La Nina is officially over - for now at least.
The Bureau of Meteorology late yesterday announced the very wet 2021-22 La Nina which brought the flooding rains and wet conditions to much of Australia was over.
The third year of the La Nina influence has also been credited for some of the best farming seasons for decades.
The same weather experts are predicting a 50/50 chance the tropical Pacific's La Nina will come back later in the year.
Plus the long-term predictions of above average rains for the rest of the year are still current.
Forecasters have been watching the weather system decline over the past few weeks as sea temperatures and winds in the Pacific Ocean changed.
The official status for La Nina is now on "watch" which the bureau said is likely to be the pattern over winter.

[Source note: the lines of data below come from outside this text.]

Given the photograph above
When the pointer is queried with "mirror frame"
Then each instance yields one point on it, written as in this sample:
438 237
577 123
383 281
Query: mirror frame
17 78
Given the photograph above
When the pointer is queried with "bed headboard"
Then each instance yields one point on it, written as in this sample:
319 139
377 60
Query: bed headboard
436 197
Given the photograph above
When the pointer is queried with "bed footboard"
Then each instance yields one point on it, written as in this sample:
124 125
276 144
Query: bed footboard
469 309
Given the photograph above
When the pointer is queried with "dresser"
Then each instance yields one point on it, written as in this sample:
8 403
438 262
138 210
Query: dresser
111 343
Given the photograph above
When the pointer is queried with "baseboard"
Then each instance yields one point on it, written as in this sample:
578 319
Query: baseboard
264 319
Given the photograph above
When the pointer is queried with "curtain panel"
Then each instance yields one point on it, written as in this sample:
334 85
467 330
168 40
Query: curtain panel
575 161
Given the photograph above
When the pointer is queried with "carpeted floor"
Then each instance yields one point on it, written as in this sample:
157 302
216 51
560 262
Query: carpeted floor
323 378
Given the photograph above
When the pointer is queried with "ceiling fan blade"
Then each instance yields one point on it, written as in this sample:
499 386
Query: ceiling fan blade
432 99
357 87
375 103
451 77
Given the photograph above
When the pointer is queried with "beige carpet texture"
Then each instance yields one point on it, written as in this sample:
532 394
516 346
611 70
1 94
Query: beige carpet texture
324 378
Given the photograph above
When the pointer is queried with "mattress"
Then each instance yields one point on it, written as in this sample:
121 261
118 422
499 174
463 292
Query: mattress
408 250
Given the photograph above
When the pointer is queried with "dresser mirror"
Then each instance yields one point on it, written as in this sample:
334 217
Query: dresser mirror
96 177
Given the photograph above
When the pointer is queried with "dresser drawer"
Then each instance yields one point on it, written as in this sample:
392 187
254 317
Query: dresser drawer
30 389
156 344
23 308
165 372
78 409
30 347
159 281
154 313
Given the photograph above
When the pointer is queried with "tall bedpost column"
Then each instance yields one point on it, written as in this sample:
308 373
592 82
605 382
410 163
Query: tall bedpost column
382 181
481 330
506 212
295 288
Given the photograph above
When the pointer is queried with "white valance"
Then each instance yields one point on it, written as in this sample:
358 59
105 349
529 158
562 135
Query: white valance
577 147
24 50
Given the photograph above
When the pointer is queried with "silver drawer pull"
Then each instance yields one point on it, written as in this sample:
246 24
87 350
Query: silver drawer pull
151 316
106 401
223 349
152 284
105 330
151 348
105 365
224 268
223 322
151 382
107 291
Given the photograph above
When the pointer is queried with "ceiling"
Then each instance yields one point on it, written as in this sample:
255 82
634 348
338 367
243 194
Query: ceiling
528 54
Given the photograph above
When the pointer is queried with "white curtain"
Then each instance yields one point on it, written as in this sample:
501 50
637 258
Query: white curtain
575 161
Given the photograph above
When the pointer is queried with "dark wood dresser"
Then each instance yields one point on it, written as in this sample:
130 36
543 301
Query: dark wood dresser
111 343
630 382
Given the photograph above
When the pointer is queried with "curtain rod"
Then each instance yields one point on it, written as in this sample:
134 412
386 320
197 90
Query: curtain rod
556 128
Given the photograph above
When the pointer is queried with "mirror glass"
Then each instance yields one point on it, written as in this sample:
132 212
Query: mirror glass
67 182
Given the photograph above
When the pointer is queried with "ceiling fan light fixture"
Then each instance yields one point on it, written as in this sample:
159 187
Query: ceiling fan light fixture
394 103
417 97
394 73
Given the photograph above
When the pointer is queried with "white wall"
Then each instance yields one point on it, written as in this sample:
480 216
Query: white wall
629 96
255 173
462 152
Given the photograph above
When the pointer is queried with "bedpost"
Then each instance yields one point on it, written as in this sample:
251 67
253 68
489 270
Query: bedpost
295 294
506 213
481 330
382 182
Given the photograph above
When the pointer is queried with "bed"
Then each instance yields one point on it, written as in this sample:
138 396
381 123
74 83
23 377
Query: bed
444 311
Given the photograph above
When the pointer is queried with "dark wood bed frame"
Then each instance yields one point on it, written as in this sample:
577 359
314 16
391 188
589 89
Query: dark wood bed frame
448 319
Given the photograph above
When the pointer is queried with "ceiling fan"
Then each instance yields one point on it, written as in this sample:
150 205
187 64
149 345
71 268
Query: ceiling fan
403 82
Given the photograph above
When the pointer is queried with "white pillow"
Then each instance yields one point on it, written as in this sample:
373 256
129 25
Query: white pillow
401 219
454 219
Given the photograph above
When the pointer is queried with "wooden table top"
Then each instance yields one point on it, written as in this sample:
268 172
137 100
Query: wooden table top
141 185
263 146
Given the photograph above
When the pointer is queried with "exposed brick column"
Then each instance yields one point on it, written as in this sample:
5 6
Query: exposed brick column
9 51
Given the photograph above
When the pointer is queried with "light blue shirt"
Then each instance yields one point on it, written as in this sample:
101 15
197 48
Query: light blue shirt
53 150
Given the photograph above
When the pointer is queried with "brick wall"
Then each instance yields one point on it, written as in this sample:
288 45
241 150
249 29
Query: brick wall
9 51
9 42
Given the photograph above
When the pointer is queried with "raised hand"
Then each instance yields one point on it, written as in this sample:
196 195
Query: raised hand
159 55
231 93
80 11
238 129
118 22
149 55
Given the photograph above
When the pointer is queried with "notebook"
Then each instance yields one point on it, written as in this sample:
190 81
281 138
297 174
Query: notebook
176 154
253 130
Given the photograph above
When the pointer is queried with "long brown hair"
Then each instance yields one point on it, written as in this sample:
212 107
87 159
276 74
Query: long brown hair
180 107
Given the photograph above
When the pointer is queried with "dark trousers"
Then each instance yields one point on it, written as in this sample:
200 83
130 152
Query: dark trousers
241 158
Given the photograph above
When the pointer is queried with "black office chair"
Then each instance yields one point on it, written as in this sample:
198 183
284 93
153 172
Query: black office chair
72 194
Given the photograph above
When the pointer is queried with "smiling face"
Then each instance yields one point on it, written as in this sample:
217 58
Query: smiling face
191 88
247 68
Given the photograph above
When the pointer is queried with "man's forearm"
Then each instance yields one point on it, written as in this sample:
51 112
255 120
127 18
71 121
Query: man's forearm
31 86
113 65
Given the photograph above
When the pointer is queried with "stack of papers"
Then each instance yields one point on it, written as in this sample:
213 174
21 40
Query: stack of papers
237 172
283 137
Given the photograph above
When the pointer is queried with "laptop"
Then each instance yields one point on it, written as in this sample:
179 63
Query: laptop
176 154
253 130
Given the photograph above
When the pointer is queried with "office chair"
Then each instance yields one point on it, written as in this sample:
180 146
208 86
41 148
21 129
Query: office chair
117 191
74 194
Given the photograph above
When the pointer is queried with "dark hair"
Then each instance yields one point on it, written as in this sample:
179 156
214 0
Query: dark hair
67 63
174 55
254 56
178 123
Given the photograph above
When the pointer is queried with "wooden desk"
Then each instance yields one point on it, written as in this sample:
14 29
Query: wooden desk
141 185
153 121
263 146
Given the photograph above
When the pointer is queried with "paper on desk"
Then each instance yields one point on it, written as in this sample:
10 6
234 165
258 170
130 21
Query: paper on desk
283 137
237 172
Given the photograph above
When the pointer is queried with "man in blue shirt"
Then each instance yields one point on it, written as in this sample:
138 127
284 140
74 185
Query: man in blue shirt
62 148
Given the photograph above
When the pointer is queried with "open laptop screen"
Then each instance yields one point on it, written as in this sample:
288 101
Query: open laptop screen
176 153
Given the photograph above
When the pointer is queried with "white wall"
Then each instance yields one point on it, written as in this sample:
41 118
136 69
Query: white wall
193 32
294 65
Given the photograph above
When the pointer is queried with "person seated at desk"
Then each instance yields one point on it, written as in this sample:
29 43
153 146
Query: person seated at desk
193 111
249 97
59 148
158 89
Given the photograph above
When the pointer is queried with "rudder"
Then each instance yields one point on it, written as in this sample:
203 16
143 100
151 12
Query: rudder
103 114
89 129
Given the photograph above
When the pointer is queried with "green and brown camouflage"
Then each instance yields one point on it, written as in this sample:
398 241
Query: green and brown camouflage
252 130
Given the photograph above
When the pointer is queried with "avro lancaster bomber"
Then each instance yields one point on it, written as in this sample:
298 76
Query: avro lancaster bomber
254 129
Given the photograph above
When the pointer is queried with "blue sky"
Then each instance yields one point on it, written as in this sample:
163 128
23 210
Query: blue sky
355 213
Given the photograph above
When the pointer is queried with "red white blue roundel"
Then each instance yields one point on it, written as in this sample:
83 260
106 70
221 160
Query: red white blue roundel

They say most of their climate models spell out neutral El Nino-Southern Oscillation levels - neither La Nina nor El Nino - for the southern hemisphere.
The bureau's head of long-range forecasting, Dr Andrew Watkins, said the bureau has been monitoring this trend of a weakening La Nina over several weeks.
"A La Nina watch does not change the outlook of above average rainfall for most of Australia over coming months," Dr Watkins said.
"The bureau's long-range outlook remains wetter-than-average, consistent with model outlooks from other global forecast centres, reflecting a range of climate drivers including a developing negative Indian Ocean Dipole and warmer-than-average waters around Australia," he said.
"Sea surface temperatures are currently warmer than average for much of the Australian coastline, particularly to the north and west. This pattern is likely to increase the chance of above average winter-spring rainfall for Australia."
The World Meteorological Organisation last week said there are "long-lead predictions" the rain driver will continue into next year as well - the first La Nina triple whammy for more than half a century.
"Rainfall predictions suggest Australia will continue to see above-average rainfall over the coming months," the WMO said in the global weather update.
Dr Watkins said the IOD was currently neutral.
"But all climate model outlooks surveyed suggest a negative IOD is likely to form in the coming months."
Rainfall across eastern and southern Australia is typically above average during winter and spring during a negative IOD.
Also, University of New South Wales climatologist Matthew England has said the climate-change inspired shift in complex interlinking weather patterns may lead to Australia experiencing La Nina like conditions far more often.